Assuming all CAPM assumptions hold in the particular context, the estimated beta of the market portfolio excess return is the CAPM beta, the residual (assumed to be zero in a linear regression) represents the residual return in CAPM, and alpha represents active returns achieved through active management of the portfolio. CAPM implies that changing the beta of a portfolio to time for periods of high market portfolio returns, a type of market timing, cannot achieve active returns, since in the CAPM context active return is defined as return in excess of market portfolio returns. The assumptions of CAPM also point to ways for active management to achieving active return, which involves investing on information not yet incorporated into the consensus around the market portfolio.

==Uses of Active Return==
Measurements of active return play a big role in investment manager evaluation, compensation, and selection. Active return forecasts are an input into portfolio return forecasts, which are crucial inputs in investment planning and asset-liability management. Portfolio managers could examine active returns to evaluate which active decisions or types of active decisions have succeeded in their portfolios, to allocate resources (personnel, dollar budgets, risk budgets, etc.) to implement different active decisions, and to communicate with fund sponsors about portfolio performance.
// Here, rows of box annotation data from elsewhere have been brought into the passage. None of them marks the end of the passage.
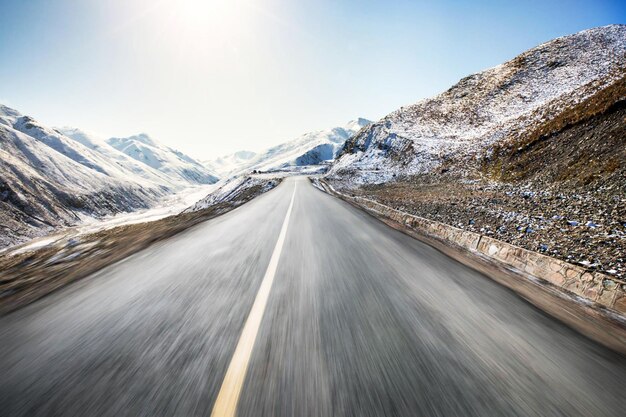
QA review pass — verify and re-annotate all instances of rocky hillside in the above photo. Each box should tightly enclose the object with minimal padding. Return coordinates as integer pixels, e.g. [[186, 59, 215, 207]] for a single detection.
[[331, 25, 626, 183], [329, 25, 626, 282]]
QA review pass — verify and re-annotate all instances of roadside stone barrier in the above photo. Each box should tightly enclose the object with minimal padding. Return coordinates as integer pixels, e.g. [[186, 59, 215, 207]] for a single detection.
[[319, 180, 626, 316]]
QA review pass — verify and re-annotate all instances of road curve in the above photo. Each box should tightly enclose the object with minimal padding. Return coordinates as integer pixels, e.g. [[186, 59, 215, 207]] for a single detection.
[[0, 178, 626, 417]]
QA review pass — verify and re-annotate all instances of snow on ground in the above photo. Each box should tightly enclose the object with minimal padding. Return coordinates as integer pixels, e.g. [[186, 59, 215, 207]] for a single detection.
[[185, 176, 280, 212], [0, 184, 219, 255]]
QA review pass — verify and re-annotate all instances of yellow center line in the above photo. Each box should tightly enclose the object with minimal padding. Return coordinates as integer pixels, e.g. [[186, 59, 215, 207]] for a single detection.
[[211, 181, 297, 417]]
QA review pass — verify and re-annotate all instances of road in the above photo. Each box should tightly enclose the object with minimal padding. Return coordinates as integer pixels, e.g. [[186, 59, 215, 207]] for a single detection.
[[0, 178, 626, 417]]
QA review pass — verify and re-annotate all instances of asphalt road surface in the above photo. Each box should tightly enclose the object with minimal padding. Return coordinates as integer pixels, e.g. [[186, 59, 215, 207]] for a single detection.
[[0, 178, 626, 417]]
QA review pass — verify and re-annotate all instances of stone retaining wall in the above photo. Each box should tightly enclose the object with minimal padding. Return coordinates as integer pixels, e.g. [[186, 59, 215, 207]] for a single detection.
[[320, 181, 626, 316]]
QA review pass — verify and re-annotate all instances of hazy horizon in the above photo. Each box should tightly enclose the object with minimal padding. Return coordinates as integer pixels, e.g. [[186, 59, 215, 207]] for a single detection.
[[0, 0, 626, 159]]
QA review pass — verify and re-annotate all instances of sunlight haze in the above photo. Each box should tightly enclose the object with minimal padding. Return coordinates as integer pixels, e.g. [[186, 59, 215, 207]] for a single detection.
[[0, 0, 623, 159]]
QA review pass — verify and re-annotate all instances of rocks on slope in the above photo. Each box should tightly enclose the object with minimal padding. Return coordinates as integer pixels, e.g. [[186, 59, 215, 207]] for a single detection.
[[331, 25, 626, 183]]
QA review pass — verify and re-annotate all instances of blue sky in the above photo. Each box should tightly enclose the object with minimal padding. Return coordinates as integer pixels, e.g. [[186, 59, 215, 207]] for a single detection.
[[0, 0, 626, 158]]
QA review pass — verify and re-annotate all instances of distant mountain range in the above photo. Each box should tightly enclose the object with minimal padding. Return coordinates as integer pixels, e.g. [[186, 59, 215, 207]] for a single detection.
[[0, 105, 217, 246], [0, 105, 369, 247], [205, 118, 371, 177]]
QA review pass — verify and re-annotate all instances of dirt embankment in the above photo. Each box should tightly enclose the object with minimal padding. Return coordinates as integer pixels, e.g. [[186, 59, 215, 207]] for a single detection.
[[337, 82, 626, 279]]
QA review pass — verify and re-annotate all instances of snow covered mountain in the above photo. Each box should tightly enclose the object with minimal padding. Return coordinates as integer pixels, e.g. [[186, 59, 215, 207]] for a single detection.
[[204, 151, 256, 176], [106, 133, 218, 184], [207, 118, 371, 176], [329, 25, 626, 183], [0, 105, 215, 247]]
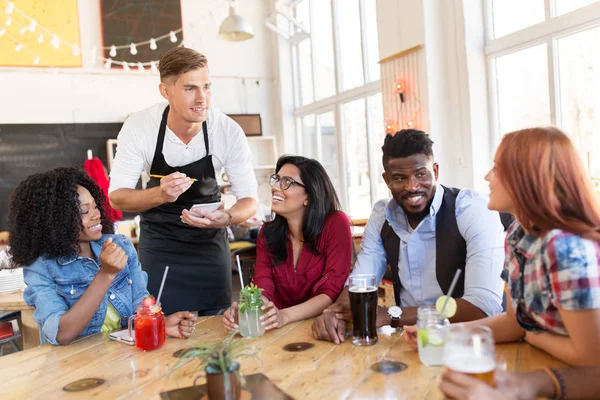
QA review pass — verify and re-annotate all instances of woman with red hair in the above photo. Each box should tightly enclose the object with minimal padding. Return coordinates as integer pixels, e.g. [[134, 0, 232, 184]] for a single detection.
[[478, 127, 600, 365], [405, 127, 600, 365]]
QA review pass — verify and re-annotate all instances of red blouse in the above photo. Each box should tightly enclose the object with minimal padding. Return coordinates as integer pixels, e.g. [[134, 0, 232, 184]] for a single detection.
[[252, 211, 352, 310]]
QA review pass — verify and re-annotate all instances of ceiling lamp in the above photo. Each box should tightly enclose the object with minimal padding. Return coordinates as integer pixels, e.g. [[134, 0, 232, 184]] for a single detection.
[[219, 0, 254, 42]]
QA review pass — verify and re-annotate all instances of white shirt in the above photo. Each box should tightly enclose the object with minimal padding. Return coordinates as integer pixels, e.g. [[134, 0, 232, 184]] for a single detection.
[[108, 102, 258, 199]]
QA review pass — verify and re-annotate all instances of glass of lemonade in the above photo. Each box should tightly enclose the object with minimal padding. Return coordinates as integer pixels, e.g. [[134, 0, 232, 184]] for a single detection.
[[417, 306, 450, 367], [444, 324, 496, 387], [238, 284, 265, 337]]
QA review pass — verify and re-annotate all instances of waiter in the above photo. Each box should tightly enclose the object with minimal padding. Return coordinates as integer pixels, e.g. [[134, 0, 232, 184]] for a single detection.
[[109, 47, 258, 315]]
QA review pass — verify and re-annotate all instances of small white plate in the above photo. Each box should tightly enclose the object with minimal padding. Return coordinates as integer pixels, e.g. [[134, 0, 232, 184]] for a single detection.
[[190, 201, 223, 217]]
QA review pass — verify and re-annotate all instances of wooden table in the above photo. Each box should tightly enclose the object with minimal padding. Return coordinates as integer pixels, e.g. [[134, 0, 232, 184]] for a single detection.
[[0, 317, 562, 399], [0, 291, 40, 350]]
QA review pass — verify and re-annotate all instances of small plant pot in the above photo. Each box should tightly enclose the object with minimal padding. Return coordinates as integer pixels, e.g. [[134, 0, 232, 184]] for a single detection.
[[204, 363, 242, 400]]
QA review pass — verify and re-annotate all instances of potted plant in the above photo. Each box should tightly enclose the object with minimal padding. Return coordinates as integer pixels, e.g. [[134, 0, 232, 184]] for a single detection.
[[181, 331, 254, 400]]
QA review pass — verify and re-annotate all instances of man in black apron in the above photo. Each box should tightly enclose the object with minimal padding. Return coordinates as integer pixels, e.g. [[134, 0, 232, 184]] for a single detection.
[[109, 48, 256, 315]]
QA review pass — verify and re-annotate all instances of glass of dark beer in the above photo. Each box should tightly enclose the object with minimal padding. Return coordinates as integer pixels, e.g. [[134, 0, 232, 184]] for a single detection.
[[348, 275, 377, 346]]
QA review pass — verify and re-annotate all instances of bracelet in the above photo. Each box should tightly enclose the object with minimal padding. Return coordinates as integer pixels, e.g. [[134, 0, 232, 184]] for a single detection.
[[223, 211, 233, 228], [542, 367, 566, 400], [549, 368, 567, 400]]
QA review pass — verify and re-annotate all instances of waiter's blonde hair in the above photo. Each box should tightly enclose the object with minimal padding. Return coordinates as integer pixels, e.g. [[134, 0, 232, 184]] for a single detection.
[[158, 47, 208, 82]]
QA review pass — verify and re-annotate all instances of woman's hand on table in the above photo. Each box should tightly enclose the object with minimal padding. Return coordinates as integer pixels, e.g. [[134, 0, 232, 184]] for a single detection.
[[165, 311, 197, 339], [260, 296, 288, 331], [222, 301, 238, 332], [440, 370, 543, 400], [402, 325, 418, 348]]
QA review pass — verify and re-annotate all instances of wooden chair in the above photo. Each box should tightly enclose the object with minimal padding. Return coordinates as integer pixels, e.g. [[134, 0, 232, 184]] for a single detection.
[[0, 311, 21, 357]]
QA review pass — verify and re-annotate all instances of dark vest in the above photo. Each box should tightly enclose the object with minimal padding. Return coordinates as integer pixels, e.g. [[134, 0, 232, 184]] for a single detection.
[[381, 186, 512, 306]]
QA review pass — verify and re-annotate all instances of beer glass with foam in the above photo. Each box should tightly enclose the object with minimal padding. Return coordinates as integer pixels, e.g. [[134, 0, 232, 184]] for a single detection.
[[444, 324, 496, 387], [348, 275, 377, 346]]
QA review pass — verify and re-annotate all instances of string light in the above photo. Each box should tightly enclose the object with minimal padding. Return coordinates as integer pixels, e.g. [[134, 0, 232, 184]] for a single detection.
[[396, 82, 404, 103], [90, 46, 96, 64], [0, 0, 184, 72], [50, 33, 60, 50], [385, 79, 420, 134], [385, 124, 395, 134]]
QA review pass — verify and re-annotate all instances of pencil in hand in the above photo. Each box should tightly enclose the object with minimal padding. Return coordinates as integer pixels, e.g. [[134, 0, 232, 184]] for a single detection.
[[150, 174, 198, 182]]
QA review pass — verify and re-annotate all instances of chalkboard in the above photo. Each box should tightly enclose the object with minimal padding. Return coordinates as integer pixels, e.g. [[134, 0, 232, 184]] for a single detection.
[[0, 123, 123, 231]]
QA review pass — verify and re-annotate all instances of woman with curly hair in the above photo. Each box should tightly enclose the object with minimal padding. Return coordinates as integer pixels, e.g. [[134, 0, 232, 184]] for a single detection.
[[223, 156, 352, 330], [9, 167, 195, 345]]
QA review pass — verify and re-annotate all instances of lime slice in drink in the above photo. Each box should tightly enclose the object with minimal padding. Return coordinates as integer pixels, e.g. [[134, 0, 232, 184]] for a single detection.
[[417, 329, 429, 347], [435, 296, 456, 318], [428, 331, 444, 346]]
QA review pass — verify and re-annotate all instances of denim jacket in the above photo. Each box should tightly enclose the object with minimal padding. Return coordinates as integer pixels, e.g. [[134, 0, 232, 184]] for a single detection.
[[23, 235, 148, 344]]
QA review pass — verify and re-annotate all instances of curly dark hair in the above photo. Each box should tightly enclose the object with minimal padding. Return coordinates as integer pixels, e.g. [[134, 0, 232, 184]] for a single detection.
[[381, 129, 433, 168], [263, 155, 342, 266], [8, 167, 114, 266]]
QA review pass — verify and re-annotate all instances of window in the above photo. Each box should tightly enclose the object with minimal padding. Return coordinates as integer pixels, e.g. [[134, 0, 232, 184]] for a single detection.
[[486, 0, 600, 189], [492, 0, 544, 38], [291, 0, 380, 218]]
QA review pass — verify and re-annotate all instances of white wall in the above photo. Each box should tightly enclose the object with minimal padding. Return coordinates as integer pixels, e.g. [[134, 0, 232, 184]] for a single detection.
[[0, 0, 276, 135], [377, 0, 491, 190]]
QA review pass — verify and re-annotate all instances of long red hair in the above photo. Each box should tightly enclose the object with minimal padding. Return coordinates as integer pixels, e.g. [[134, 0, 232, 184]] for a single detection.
[[495, 127, 600, 241]]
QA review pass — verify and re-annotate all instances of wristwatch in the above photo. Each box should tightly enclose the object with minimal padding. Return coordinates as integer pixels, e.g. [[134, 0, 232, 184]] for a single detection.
[[223, 211, 233, 228], [388, 306, 402, 328]]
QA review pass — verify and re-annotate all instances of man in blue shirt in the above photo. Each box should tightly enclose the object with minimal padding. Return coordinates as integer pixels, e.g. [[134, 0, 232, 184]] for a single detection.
[[312, 129, 504, 344]]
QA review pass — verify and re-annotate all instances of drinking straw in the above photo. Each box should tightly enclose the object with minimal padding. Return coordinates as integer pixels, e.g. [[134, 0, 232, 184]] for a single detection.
[[235, 255, 244, 289], [156, 265, 169, 304], [440, 269, 462, 315]]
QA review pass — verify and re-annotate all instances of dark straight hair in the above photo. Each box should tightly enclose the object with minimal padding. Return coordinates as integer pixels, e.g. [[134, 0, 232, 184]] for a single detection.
[[263, 155, 342, 266]]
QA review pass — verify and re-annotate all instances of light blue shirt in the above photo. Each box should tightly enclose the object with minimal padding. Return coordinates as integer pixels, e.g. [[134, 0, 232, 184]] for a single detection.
[[351, 184, 504, 316]]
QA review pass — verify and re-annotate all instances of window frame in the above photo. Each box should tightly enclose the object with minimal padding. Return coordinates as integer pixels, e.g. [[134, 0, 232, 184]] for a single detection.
[[290, 0, 381, 216], [484, 0, 600, 148]]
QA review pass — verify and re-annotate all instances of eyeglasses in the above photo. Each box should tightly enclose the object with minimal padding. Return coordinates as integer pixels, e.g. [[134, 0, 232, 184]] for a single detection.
[[269, 174, 306, 190]]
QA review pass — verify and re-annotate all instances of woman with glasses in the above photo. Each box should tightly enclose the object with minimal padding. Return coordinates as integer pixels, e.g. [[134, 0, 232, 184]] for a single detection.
[[223, 156, 352, 330], [404, 127, 600, 365]]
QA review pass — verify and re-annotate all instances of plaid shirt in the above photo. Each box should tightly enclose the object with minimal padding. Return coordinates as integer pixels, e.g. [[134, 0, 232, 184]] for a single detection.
[[503, 221, 600, 336]]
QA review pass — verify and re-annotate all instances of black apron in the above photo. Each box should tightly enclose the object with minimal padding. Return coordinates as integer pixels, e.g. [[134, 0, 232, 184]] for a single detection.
[[138, 106, 231, 315]]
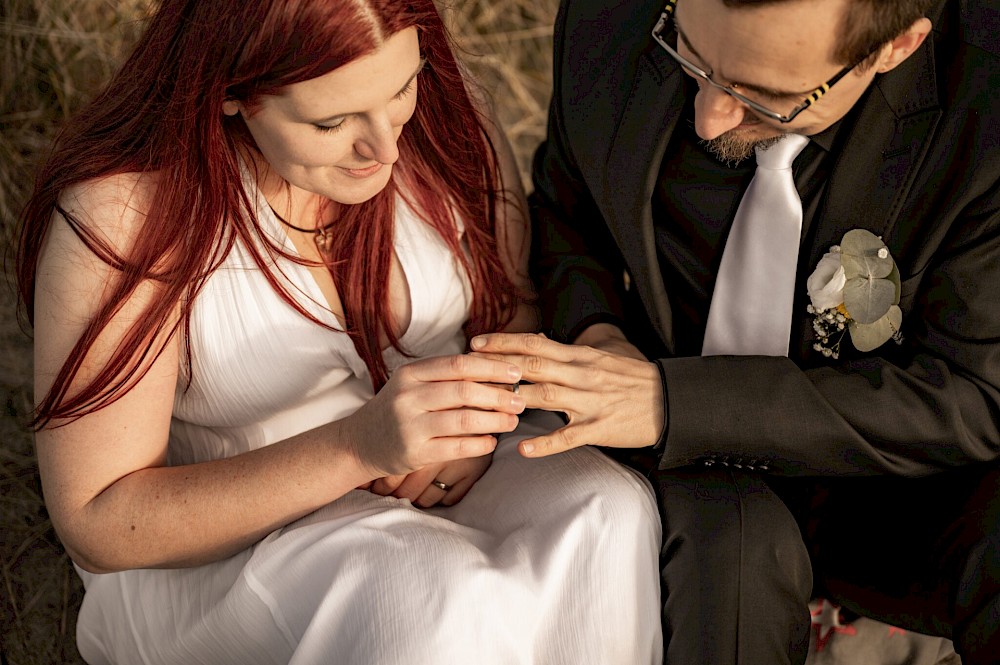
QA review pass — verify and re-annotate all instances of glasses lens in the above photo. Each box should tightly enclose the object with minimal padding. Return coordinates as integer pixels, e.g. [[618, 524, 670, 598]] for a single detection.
[[658, 21, 802, 117]]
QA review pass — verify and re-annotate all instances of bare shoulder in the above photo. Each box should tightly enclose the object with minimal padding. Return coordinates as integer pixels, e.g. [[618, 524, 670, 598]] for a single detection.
[[56, 173, 159, 249]]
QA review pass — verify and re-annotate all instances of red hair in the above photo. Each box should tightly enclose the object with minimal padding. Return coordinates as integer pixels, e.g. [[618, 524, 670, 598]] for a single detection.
[[17, 0, 519, 426]]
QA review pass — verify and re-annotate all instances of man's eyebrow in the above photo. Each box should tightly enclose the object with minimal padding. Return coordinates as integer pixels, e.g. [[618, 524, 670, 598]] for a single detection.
[[674, 14, 816, 98], [306, 58, 427, 125]]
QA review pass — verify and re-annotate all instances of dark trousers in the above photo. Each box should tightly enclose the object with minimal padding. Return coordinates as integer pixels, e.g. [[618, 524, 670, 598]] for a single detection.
[[650, 466, 1000, 665]]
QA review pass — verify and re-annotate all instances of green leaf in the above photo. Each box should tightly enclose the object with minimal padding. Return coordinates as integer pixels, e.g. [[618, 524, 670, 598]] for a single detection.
[[847, 305, 903, 352], [844, 277, 897, 325]]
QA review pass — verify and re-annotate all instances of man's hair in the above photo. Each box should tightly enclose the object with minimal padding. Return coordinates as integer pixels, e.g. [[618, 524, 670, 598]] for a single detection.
[[723, 0, 936, 69]]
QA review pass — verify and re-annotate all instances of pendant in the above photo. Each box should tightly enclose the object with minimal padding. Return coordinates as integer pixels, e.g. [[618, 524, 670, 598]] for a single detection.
[[316, 226, 333, 259]]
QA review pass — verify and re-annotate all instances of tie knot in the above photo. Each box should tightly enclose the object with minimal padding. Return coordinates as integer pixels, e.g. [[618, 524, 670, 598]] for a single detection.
[[754, 134, 809, 171]]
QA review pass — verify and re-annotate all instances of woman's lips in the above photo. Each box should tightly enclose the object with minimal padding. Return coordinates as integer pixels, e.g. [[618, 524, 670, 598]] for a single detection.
[[344, 162, 384, 178]]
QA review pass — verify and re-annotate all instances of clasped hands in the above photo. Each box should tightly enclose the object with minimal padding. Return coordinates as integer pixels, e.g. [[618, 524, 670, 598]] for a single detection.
[[471, 324, 664, 457], [345, 324, 664, 507]]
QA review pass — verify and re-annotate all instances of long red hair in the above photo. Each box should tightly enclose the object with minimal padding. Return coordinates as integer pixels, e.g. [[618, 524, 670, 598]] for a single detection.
[[17, 0, 519, 426]]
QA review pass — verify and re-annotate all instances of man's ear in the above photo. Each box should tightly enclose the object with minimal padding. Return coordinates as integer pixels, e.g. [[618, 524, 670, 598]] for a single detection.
[[875, 18, 932, 74]]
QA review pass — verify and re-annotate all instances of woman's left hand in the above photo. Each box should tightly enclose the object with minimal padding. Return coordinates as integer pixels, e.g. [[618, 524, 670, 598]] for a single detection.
[[369, 454, 493, 508]]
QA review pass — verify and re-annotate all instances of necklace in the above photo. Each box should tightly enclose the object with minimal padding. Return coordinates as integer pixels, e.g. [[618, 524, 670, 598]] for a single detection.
[[267, 205, 333, 259]]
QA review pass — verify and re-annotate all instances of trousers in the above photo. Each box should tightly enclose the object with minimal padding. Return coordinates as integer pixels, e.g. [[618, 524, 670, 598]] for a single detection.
[[650, 465, 1000, 665]]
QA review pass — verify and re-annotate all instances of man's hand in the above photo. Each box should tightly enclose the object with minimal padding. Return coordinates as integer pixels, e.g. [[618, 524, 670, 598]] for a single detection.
[[471, 326, 664, 457], [573, 323, 646, 360]]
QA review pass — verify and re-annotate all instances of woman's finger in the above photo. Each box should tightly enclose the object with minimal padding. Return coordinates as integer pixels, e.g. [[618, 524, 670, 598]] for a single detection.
[[396, 353, 521, 383], [420, 409, 518, 438], [410, 381, 525, 414]]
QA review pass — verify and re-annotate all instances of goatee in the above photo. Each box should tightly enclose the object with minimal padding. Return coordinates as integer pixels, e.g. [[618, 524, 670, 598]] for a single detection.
[[701, 130, 785, 166]]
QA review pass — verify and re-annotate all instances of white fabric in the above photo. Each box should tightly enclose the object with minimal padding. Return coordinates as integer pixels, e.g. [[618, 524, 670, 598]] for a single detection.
[[77, 187, 662, 665], [701, 134, 809, 356]]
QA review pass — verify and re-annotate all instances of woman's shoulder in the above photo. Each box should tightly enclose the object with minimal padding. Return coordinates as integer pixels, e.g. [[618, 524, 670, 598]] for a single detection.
[[56, 173, 160, 247]]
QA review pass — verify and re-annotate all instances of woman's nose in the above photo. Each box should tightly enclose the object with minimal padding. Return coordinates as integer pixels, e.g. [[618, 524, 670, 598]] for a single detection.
[[354, 116, 399, 164]]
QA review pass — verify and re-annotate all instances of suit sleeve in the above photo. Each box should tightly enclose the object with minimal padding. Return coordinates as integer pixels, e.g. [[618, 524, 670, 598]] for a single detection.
[[528, 2, 624, 342], [659, 183, 1000, 476]]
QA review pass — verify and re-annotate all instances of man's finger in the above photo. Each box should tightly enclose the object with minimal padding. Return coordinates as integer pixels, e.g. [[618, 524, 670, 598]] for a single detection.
[[517, 425, 587, 457]]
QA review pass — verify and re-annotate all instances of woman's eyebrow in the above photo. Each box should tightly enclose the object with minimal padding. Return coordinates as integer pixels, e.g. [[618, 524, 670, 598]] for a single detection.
[[306, 58, 427, 125]]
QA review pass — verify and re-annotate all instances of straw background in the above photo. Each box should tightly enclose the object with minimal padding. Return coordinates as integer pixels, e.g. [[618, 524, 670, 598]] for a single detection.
[[0, 0, 558, 665]]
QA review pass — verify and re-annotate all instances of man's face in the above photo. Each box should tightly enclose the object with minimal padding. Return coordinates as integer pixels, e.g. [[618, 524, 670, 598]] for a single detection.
[[675, 0, 877, 162]]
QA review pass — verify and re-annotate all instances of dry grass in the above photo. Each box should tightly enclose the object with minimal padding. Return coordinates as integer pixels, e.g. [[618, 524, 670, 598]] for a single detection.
[[0, 0, 558, 665]]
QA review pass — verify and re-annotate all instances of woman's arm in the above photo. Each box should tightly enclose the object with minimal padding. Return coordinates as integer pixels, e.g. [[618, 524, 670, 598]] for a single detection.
[[35, 176, 520, 572]]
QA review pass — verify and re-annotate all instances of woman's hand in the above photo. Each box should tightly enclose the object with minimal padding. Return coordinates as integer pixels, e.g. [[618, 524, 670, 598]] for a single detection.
[[472, 333, 664, 457], [370, 455, 493, 508], [339, 355, 525, 480]]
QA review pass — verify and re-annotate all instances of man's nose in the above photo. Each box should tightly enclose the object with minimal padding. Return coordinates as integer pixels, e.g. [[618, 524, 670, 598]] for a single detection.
[[694, 83, 747, 141]]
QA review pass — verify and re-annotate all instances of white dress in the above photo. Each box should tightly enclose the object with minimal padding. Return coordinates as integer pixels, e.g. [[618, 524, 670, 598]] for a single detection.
[[77, 187, 662, 665]]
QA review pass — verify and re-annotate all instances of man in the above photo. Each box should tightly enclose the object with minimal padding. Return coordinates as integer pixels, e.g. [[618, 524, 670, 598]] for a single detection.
[[472, 0, 1000, 665]]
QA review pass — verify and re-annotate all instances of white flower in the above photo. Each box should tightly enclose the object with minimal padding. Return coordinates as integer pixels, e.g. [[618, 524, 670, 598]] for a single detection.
[[806, 252, 847, 311]]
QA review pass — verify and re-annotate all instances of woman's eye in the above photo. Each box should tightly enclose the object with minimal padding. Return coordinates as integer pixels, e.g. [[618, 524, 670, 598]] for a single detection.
[[313, 120, 344, 134], [393, 79, 416, 99]]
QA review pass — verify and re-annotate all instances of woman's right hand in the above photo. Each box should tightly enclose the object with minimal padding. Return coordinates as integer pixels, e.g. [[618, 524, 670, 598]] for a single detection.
[[340, 355, 524, 478]]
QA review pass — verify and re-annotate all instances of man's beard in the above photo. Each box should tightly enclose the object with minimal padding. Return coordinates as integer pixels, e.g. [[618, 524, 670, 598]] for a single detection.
[[701, 129, 785, 166]]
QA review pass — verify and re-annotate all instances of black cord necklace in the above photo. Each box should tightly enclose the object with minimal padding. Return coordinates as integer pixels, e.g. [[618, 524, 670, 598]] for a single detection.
[[267, 204, 333, 258]]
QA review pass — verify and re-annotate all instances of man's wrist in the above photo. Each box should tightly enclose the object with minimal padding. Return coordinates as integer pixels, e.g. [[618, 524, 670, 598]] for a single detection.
[[652, 360, 670, 455]]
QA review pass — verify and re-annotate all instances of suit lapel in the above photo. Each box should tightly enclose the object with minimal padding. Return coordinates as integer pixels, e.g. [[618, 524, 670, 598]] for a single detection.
[[806, 28, 941, 266], [598, 33, 683, 352]]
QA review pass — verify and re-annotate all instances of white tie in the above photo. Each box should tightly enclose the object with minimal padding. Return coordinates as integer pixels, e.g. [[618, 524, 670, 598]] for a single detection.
[[701, 134, 809, 356]]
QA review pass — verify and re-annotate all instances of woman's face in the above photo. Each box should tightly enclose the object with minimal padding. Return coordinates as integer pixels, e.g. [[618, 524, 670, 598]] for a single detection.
[[229, 28, 422, 205]]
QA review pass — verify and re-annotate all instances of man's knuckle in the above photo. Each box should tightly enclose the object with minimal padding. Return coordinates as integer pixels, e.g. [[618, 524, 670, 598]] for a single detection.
[[538, 383, 559, 404]]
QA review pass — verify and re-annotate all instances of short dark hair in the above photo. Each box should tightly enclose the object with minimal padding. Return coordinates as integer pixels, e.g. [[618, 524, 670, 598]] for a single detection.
[[723, 0, 937, 69]]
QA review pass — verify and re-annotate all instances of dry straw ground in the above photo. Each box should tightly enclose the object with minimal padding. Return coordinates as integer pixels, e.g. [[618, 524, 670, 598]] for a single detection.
[[0, 0, 558, 665]]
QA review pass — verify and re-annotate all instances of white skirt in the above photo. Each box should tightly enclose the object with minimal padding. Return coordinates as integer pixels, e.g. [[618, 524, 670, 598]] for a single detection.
[[77, 412, 662, 665]]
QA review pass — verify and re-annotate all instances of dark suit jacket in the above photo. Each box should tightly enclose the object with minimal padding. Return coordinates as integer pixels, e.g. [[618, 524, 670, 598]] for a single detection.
[[532, 0, 1000, 476]]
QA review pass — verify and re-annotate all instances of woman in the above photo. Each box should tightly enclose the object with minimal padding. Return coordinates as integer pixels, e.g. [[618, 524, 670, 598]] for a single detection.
[[19, 0, 660, 664]]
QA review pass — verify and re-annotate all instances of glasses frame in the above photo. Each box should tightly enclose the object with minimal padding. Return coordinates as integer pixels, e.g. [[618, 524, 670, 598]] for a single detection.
[[652, 0, 871, 124]]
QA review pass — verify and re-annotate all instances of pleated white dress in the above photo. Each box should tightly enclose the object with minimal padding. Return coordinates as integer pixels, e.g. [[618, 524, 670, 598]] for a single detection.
[[77, 188, 662, 665]]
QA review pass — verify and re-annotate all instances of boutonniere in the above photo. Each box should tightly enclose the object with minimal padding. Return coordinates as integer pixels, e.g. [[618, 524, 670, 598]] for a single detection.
[[806, 229, 903, 358]]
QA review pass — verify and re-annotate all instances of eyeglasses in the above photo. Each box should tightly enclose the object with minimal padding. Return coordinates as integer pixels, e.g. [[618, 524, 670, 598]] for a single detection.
[[653, 0, 870, 123]]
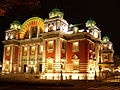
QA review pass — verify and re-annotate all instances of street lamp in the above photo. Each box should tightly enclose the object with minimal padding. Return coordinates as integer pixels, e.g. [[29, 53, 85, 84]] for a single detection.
[[60, 63, 63, 82]]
===Uses from the perspective of fund sponsors===
Fund sponsors typically look for proficiency, consistency, and precision in the ability of active portfolio investment managers to produce active returns. A portfolio's scale of active returns implies a manager is proficient in producing active returns, its repeatability of active returns over time implies a manager is consistent at producing active returns, and its conformity of its sources of active returns with the manager's stated investment objectives implies a manager is precise in producing active returns. Fund sponsors typically choose a number of investment managers and allocate them assets to manage; they could compare these qualities of active returns among different investment managers to adjust allocations to their mandates.

===Uses form the perspective of investment managers===
In cases where investment managers pursue multiple investment strategies in a single portfolio, such as fund of funds or multi-strategy portfolios, investment managers could use qualities of active returns of particular strategies to shift resources between investment strategies in the portfolio much like how fund sponsors would shift allocations between investment managers. The active return and active risk of individual investment strategies can be used to calculate information ratio, which can be used to allocation investment strategies, and/or individual investments in assets, such as stocks, in a portfolio to maximize total portfolio active return.